With less than 11 months to go until Britain quits the bloc, London has yet to set out a detailed plan for trade and lawmakers are becoming increasingly impatient over the lack of direction.
Stephen Crabb, a Conservative MP and former minister, expressed concern that the government was involved in "some kind of ideological cage fight" with itself.
Cabinet ministers are openly arguing about the government's two proposed options on trade, which are intended to reduce the need for customs checks, particularly on the Irish border.
After a meeting two weeks ago broke up without agreement, May divided her top ministers into two groups to work on the proposals, forcing ministers to assess the merits of each idea.
Their findings will be discussed at a ministerial Brexit meeting on Tuesday, although a final decision is not expected this week.
The unorthodox approach to policymaking highlights the difficulties May has in balancing different views within her ruling Conservative party.
The desire for Britain to forge its own path is countered by the fear of cutting economic ties.
But the failure to decide is causing consternation among lawmakers.
Former education minister Nicky Morgan warned on Monday that "parliament will have to step up to the plate".
Crabb said most Conservative MPs wanted a pragmatic compromise, and warned that if ministers did not back May, "they will find that parliament will be making the decisions for them".
May is acutely aware of the need to get parliament onside, as both the Houses of Commons and Lords will have to sign off on any final Brexit deal agreed with Brussels.
Ahead of Tuesday's cabinet meeting, May met privately with Conservative MPs to explain to them the government's proposals.
Conservative chief whip Julian Smith, who is responsible for getting legislation through parliament, also now regularly attends ministerial meetings on Brexit.
"It comes down to the maths.

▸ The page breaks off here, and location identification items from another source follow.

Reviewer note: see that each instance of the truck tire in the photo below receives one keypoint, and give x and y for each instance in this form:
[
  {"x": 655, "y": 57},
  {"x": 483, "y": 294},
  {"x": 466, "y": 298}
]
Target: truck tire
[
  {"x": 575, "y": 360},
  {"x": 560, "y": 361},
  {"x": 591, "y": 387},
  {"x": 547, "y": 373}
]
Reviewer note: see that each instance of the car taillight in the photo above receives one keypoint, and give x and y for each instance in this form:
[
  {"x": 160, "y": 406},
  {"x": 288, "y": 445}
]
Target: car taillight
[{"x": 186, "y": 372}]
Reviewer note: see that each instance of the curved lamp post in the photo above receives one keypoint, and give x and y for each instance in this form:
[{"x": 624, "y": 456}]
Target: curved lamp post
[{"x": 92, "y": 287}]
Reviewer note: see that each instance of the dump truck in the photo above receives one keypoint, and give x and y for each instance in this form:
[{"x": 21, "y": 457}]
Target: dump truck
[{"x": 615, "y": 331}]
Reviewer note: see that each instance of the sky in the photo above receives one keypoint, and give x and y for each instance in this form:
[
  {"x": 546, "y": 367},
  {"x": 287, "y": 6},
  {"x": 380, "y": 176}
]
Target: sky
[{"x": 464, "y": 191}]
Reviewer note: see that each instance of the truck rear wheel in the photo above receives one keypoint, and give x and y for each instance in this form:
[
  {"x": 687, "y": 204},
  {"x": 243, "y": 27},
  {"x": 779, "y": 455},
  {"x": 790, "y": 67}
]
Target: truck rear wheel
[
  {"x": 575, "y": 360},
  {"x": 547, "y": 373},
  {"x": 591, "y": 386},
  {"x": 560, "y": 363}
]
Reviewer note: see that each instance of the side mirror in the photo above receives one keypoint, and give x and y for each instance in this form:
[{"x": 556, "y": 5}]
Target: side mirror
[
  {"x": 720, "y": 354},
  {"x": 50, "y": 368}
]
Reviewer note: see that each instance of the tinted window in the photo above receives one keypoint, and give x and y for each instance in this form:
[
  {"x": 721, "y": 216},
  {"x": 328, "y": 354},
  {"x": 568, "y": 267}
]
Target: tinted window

The cabinet is irrelevant if she can't get the legislation through," one opposition MP told AFP.
The House of Lords recently defeated the government 14 times over its flagship EU (Withdrawal) Bill, which sets out the legal framework for Brexit.
Peers made a string of amendments on customs and single market access and the powers of parliament to amend the final Brexit deal.
MPs must now vote on each amendment, although the bill has been delayed, prompting claims that the government fears it will be defeated again.
Other Brexit legislation is backing up, with trade and customs bills stalled and others on immigration, fishing and farming still due.
Hardline pro-Brexit MPs have been vocal in refusing to compromise their demands for a clean break with Brussels so as to "take back control" of Britain's laws and borders.
They have criticised May's preferred customs plan, in which Britain would effectively collect tariffs on behalf of the EU -- a plan Foreign Secretary Boris Johnson has blasted as "crazy".
They favour the "maximum facilitation" proposal, which would use technology to ease cross-border trade, while allowing Britain to set its own customs rules.
The eurosceptics wield significant influence in Downing Street, but when it comes to a vote in parliament commentators put their numbers at no more than 100 MPs -- less than one third of the Conservative party.
Pro-Europeans from all parties meanwhile are increasingly working together, using WhatsApp to coordinate their activities.
The main opposition Labour party also changed the dynamic when it gave conditional backing to a new customs union with the EU.
Some of its members are now pressing for the party to support a Norway-style continued membership of the single market, an option backed by more than 80 Labour peers in an amendment to the EU (Withdrawal) Bill.
In an editorial, The Guardian newspaper said May should accept the need for closer economic ties as the only way to make the parliamentary arithmetic work.
"The prime minister would have to relinquish the support of the most fanatical Tory caucus, but she could make up the numbers with support from opposition MPs," it said.